My children are both January babies and there was always a flurry after the Christmas rush to prepare for 2 birthdays within 8 days of each other. Michael is the family birthday manager and at the beginning of December both children had prepared their party lists and party wish lists. Cameron invited a large number of his friends to his baseball party while Erin had wanted a quiet affair. Her preference was once again a party at home with arts and crafts with a few select girl friends. She and Mike had chosen the invitations and planned each of the craft station activities. So what were we to do with the carefully orchestrated birthday plans with our child no longer there as the birthday girl? We wanted to honour Erin’s special day as she wished and planned so proceeded knowing that at least her spirit might be there.

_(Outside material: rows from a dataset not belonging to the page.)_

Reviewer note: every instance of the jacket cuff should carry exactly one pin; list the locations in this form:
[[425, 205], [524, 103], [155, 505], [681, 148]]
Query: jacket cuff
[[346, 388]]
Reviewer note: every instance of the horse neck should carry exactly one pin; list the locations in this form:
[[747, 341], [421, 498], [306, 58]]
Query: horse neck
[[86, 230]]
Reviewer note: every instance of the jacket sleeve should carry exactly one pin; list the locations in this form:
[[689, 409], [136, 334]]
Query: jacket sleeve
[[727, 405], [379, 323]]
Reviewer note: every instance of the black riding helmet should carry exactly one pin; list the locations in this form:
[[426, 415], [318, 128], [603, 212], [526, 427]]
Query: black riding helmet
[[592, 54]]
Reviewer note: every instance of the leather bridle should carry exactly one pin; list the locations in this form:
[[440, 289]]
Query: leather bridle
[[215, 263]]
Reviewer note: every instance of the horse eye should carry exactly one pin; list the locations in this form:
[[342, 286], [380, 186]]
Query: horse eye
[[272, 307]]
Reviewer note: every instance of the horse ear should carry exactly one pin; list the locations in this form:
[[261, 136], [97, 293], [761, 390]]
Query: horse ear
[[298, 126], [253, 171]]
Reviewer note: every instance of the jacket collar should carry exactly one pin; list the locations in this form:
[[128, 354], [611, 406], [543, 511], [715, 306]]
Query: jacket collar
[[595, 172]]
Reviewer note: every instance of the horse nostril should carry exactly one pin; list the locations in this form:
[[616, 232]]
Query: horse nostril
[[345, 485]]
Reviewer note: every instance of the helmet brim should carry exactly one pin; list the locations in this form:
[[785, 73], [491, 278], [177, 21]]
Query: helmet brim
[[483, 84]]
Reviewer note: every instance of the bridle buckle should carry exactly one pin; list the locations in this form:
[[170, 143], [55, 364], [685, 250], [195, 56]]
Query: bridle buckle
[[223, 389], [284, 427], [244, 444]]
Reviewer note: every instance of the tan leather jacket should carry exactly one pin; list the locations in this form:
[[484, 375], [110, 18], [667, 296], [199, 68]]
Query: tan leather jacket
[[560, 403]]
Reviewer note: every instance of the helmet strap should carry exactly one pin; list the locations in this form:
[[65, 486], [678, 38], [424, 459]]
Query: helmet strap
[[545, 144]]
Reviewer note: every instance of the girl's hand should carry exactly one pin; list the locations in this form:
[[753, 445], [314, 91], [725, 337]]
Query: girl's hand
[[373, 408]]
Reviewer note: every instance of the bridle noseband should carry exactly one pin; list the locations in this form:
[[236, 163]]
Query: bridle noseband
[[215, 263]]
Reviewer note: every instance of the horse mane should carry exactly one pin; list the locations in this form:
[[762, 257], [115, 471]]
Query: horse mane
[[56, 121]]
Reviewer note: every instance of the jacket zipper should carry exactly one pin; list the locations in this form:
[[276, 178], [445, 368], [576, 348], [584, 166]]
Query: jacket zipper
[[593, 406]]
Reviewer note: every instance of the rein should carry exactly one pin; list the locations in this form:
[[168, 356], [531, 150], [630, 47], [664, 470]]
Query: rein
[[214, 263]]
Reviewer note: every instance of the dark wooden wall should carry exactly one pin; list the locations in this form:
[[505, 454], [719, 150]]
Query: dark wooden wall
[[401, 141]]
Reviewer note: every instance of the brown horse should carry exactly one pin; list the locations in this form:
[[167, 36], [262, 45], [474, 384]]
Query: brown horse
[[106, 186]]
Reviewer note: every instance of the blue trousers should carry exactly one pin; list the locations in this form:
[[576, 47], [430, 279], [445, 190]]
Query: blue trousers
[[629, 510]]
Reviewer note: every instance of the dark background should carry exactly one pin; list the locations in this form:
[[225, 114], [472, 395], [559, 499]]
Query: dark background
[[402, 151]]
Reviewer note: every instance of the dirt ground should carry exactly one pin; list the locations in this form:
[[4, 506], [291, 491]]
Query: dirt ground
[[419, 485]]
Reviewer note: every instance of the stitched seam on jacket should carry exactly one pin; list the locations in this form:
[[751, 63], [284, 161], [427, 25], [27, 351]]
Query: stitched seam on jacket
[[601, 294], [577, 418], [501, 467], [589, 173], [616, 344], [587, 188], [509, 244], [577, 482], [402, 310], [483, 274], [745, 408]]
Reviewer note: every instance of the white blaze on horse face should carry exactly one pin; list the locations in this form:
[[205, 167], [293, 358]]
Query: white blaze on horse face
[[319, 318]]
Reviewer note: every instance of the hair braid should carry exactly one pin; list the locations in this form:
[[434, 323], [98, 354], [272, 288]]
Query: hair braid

Michael has a ritual of making the children’s birthday cakes himself and over the years has crafted Thomas the Tank Engine, Mario, Castles, and Princesses; this year it was a mermaid. Usually the birthday child helps poke smarties, liquorice or sparkles and helps stir the colours into the icing but this year Mike was left alone with his tears. My contribution guiding the guests in the creation of Origami paper cranes for one of the stations. My distracted mind found it impossible to follow the U-Tube complex instructions and the girls’ twists and turns were all topsy-turvy. It was with immense relief that a work colleague’s daugther who graciously came to do the pre-ordained face-painting miraculously did paper crane making as a hobby. She was able to transform the coloured pieces of paper chosen from one of Erin’s now defunct art sets in to beautiful cranes.
We sang to the missing birthday girl, blew her candles out for her and hoped that she was celebrating grandly in her new abode. And as the party ended we all went out on to Furry Creek golf course to let off helium balloons with her life lessons appended to the string. We had visions of strangers’ lives being transformed by her messages. It was not to be and the wind lifted the balloons and they bobbed just a few meters above the ground or ascended and were trapped by the surrounding trees. The messages remain still suspended high above the ground, a nostalgic reminder of a birthday celebration for a daughter much loved but now gone.
A colleague once rather macabrely observed that every year we commemorate our date of birth but equally as our lives pass through each day of the calendar, we silently tiptoe past our death date, too. Last night I mused why it was that an elderly relative was able to reach her 90s while Erin did not make her 8th birthday. Cameron’s wisdom transforms what will otherwise be a very melancholic post – ‘It’s quality not quantity that counts’.
I raise a toast to another year – and yes, for grace and mercies of a new year of life.